Colonel Fabien. Retour sous terre. Le 20 minutes est toujours là ; la femme de ménage, non. J’observe avec mépris la tronche du technocrate en couverture, m’efforçant du mieux que je peux à comprendre en quoi le parcours de vie de ce gugusse à voix criarde et à sourire de collégien zozotant est censé susciter mon admiration.

[Mode auto-psy “ON”: Plongeon express dans les limbes de mon surmoi thug-raffiné]. Cherchant les causes de mon aversion pour cette fiotte, je prends conscience que… tout est de ma faute. TOUT. Parce que je viens d’un monde où on ne naît pas tous sous la même étoile (voire sous une étoile tout court), et que dans ce monde j’ai appris que:
1/ être un “fils de pute” n’est pas un métier ou un statut social, c’est une éthique et un choix de vie (définition approximative: “être malveillant envers autrui sans états d’âme dès lors qu’on y trouve une quelconque gratification”) ;
2/ être un fils de pute est quelque chose de binaire (ON/OFF) ;
3/ le sens des valeurs et celui de l’observation sont, avec l’empathie, des qualités indispensables pour déterminer si un autre être humain est un fils de pute ou non (nb: les erreurs d’appréciation et les revirements de jurisprudence existent) ;
4/ qualifier quelqu’un de “fils de pute” n’est pas un JEU ou un DÉLIRE (ou un signe d’affection) ;
5/ un fils de pute peut se repentir (l’humilité et l’acquisition de couilles sont les premiers ingrédients d’une reconversion réussie).

J’en ai conscience, ce petit procès que j’intente en dit plus long sur moi qu’autre chose… (vieux con de vingt-quatre ans que je suis)… Mais n’ayant ni les certitudes de celui qui a vécu toute sa vie en case clos (style fils-à-papa-à-tronche-de-fayot-qui-n’a-jamais-joué-au-foot-sous-la-pluie-et-inapte-à-décapsuler-une-bière), ni la vision du monde stérile et obtuse d’une petite vieille dont le seul horizon est de surveiller sa place de parking à travers une persienne, ou la philosophie d’une racaille en doudoune-capuche-air-max-noires, je sais que: 1/ mon approche de la vie n’est pas celle d’un loss sans style dont les émotions ne sont que des hashtags, 2/ mon radar à fils de pute est fiable et Macron n’est pas un enfant de l’amour. That’s for sure.
Et même si le dernier point est une litote maladroite, seuls des hmals* (et/ou ceux dont ça arrange le portefeuille) peuvent être dupes des stories comme quoi ce type est l’incarnation d’un renouveau démocratique.
*Petite précision : Hmal, ça veut dire “âne” en arabe.
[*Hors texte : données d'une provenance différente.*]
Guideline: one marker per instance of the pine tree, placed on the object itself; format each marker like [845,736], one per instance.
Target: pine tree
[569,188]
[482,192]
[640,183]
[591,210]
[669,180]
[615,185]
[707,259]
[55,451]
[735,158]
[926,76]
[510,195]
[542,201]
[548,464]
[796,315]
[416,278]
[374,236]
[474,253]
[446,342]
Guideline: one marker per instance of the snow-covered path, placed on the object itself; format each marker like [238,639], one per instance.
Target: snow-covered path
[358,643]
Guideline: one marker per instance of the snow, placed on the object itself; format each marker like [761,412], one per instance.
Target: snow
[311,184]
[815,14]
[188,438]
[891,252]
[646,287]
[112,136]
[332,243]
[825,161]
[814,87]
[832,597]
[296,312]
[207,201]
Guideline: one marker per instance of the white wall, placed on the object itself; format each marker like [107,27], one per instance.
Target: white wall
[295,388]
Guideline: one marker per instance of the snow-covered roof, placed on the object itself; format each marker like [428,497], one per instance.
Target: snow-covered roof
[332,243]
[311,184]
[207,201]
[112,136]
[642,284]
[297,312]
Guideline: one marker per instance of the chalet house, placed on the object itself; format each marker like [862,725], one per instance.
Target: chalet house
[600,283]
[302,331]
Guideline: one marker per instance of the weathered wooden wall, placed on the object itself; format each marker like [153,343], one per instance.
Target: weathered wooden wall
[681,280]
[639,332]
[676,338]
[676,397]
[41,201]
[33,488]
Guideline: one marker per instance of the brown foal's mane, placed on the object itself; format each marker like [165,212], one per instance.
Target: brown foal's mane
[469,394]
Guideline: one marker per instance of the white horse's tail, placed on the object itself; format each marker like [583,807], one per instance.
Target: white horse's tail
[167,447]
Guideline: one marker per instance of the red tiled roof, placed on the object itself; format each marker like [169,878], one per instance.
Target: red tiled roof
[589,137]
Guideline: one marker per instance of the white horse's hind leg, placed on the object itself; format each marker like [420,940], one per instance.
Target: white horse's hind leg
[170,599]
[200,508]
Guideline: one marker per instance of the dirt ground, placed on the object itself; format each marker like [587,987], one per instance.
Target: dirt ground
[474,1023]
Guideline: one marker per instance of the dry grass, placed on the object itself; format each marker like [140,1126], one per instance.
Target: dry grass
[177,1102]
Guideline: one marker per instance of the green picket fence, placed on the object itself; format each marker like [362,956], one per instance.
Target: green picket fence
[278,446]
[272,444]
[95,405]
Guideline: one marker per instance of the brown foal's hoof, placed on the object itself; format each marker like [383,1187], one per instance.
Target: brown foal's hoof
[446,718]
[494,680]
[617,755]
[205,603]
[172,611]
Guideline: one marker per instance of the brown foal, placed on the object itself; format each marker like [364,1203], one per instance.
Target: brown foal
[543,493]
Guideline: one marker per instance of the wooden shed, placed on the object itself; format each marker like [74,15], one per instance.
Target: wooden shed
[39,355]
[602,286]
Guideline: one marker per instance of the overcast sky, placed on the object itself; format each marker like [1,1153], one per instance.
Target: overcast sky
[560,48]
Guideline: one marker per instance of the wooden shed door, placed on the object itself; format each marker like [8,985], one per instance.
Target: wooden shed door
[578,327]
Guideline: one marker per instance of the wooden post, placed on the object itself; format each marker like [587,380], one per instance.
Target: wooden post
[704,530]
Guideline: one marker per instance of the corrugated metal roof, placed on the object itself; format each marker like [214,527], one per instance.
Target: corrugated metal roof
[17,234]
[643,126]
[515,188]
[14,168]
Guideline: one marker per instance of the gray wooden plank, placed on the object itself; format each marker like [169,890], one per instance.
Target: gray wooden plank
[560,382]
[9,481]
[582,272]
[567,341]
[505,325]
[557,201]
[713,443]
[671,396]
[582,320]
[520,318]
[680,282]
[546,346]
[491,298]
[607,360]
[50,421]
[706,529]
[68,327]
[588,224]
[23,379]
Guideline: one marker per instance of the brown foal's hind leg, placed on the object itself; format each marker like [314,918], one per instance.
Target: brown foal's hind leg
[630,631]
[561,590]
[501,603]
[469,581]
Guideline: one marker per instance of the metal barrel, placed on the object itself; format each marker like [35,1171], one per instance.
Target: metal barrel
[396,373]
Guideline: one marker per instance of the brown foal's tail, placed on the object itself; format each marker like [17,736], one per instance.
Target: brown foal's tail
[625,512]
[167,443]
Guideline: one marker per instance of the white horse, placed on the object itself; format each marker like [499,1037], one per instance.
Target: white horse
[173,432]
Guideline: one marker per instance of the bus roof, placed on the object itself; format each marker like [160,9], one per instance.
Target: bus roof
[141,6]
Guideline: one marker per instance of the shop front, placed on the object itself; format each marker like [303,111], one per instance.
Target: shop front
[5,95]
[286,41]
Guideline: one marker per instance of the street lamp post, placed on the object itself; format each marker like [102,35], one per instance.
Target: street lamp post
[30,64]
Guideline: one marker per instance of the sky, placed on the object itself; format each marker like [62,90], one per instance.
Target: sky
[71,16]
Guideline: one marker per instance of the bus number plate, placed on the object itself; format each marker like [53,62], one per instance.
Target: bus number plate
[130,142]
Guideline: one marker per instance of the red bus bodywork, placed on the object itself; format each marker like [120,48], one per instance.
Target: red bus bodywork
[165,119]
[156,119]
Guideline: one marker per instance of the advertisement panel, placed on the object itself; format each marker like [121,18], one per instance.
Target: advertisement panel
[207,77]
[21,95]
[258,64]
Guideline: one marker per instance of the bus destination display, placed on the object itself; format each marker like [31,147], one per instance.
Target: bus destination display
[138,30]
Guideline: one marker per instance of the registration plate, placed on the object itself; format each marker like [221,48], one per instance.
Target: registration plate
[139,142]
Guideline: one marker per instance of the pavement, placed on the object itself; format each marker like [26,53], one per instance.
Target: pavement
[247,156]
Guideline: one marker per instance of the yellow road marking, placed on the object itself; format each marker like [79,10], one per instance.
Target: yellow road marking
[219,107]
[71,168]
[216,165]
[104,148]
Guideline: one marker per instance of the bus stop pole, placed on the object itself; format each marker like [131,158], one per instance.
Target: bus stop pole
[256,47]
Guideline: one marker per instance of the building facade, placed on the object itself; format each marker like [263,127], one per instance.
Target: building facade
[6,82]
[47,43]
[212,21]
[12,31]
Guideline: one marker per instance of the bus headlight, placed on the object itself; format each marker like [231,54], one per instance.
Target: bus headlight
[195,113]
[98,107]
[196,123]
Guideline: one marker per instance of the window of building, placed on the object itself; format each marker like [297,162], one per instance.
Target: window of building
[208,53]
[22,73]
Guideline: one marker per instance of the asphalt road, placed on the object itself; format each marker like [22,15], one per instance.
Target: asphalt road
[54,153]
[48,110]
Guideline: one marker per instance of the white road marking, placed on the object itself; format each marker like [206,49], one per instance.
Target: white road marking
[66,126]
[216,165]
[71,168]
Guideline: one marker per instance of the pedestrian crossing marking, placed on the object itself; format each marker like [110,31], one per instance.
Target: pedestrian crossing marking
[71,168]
Autre précision: ce ne sont pas des punchlines à l’emporte-pièce mais un recadrage d’utilité publique ; quiconque s’autorise à parler des petites gens comme s’il s’agissait d’insectes (preuve ci-dessous, merci d’être attentif aux inflexions de voix) est un GROS fils de pute qui n’a rien compris à la vie.

A sa décharge il n’y a rien d’indécent à ce qu’il s’essuie les mains.

Un tel mépris des plus petits que soi…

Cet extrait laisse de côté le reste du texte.